Ambassador From1: | United States |
Country1: | Nauru |
Term Start1: | December 6, 1985 |
Term End1: | April 29, 1989 |
Predecessor1: | Robert D. Nesen |
Successor1: | Mel Sembler |
President1: | Ronald Reagan |
Ambassador From2: | United States |
Country2: | Australia |
Term Start2: | December 6, 1985 |
Term End2: | April 29, 1989 |
President2: | Ronald Reagan |
Predecessor2: | Robert D. Nesen |
Successor2: | Melvin F. Sembler |
Birth Date: | 7 November 1919 |
Birth Place: | Des Moines, Iowa, U.S. |
Party: | Republican Party |
Spouse: | Jean Gimbel Lane |
Alma Mater: | Stanford University |
Children: | 3 |
Parents: | Laurence William Lane (father), Ruth Bell (mother) |
Laurence William Lane Jr. (November 7, 1919 – July 31, 2010) was an American magazine publisher, diplomat, and philanthropist.
Lane was born November 7, 1919, to Laurence William Lane (1890 – February 20, 1967) and Ruth Bell.
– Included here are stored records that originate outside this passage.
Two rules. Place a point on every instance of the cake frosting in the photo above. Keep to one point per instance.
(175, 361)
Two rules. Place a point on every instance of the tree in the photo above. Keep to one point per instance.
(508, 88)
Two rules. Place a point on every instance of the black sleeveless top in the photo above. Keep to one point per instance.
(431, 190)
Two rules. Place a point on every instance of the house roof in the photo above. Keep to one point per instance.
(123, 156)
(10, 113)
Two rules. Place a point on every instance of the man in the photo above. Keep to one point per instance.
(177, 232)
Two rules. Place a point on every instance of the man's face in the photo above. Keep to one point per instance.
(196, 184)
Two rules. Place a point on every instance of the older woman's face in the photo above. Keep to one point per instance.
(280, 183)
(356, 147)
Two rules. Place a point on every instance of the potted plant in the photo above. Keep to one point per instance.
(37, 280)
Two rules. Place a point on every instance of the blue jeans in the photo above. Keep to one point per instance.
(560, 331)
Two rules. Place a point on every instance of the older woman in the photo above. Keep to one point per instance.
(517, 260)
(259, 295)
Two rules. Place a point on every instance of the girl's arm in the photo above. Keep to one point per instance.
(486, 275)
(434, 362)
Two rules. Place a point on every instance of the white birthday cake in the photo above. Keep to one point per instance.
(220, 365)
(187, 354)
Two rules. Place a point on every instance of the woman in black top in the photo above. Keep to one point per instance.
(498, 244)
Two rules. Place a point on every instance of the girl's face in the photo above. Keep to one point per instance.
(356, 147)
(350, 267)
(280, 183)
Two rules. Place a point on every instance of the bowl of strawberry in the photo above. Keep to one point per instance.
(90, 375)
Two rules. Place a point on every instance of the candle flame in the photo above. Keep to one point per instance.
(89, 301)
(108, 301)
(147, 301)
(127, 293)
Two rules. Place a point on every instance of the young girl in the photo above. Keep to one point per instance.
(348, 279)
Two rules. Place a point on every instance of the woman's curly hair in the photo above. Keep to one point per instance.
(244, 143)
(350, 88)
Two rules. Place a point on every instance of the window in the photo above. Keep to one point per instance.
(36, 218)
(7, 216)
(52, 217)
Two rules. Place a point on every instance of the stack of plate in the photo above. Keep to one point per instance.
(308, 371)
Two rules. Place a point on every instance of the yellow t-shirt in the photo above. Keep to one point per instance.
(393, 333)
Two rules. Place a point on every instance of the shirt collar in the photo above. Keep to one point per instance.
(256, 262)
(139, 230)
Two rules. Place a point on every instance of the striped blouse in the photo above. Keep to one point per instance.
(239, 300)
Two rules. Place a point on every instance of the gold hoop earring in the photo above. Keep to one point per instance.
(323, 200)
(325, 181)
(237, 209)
His father was known as "Larry", so he was generally called "Bill". In 1928, the family moved from Des Moines, Iowa where Larry Lane was advertising director for the Meredith Corporation (publisher of Better Homes and Gardens magazine) to California.[1] The Lane family owned and published Sunset Magazine.[2] Lane graduated from Palo Alto High School.
Bill Lane attended Pomona College before transferring to Stanford University to study Journalism.[3] He was a member of the Stanford Chaparral. After graduating with a bachelor's degree from Stanford, he joined the US Navy during World War II.
Lane married Donna Jean Gimbel in 1955, they met while she was working as an interior designer in Chicago.[4]
As their father phased himself out of the business, Bill took over the Sunset Magazine publishing and brother Melvin (1922–2007) managed the Sunset Books business.[5]
Lane was the first mayor and one of the founders of Portola Valley, California in 1964.[6] From 1975 to 1976, he served as US Ambassador-at-large and lived in Japan. From 1985 to 1989, he was appointed US Ambassador to Australia and Nauru.[7] Ronald Reagan knew Lane from their membership in the Los Rancheros Vistadores horseback riding club.[8] [9]
The Lane publishing business was sold to Time Warner in 1990. In March 1993 he was appointed an honorary officer of the Order of Australia for service to Australian-American relations.
In 1995, Lane was named Conservationist of the Year by the National Parks Conservation Association (NPCA).
In 2006, Lane received the American Academy for Park and Recreation Administration's Pugsley Medal in 2006 because of his contributions to parks and conservation with advocacy through his magazine, leadership positions on a host of national and regional boards and advisory committees, and personal philanthropy.[10]
The Lane family were large donors to Stanford University including renovations in 1983 to the Palo Alto Stock Farm Horse Barn[11] and after the 1989 Loma Prieta earthquake, for the reconstruction of the Stanford Memorial Church and other historic campus buildings.[12] In 2005, a donation to Stanford University named the Center for the Study of the North American West department after the Lane family.[13]
Lane, with a long interest in aviation, was a founding member of the Hiller Aviation Museum in San Carlos, CA.[14]
The Lanes sponsored an internship program starting in 2002, the Bill and Jean Lane Internship Endowment at the National Museum of Natural History of the Smithsonian Institution.[15]
In 2005, Lane and his wife (who graduated from Northwestern University in 1952) funded the Jean Gimbel Lane Prize in Piano Performance.[16] In 2015, an additional $5 million endowment to Northwestern University was announced.[17]
With a large donation to the UC Santa Cruz Arboretum, the Lanes established the Jean and Bill Lane Botanical Library in 1994, a non-lending library focusing on South African, Australian, New Zealand, and California plants.[18] [19]
Bill and Jean Lane endowed the Lane Family Lectureship in Environmental Science at Washington State University. The lecture was inaugurated in 1993. With their son, Robert, a 1983 WSU graduate, they also created the Robert Lane Fellowship in Environmental Science to support graduate students studying environmental science at Washington State University.[20]
Bill Lane died on July 31, 2010, at the age of 90.[21] His wife, Jean Lane, died in Portola Valley on 18 November 2017, after a brief illness, at the age of 87. Together they were survived by their three children, two daughters Sharon Louise Lane and Brenda Lane Munks and a son Robert Laurence Lane.[22]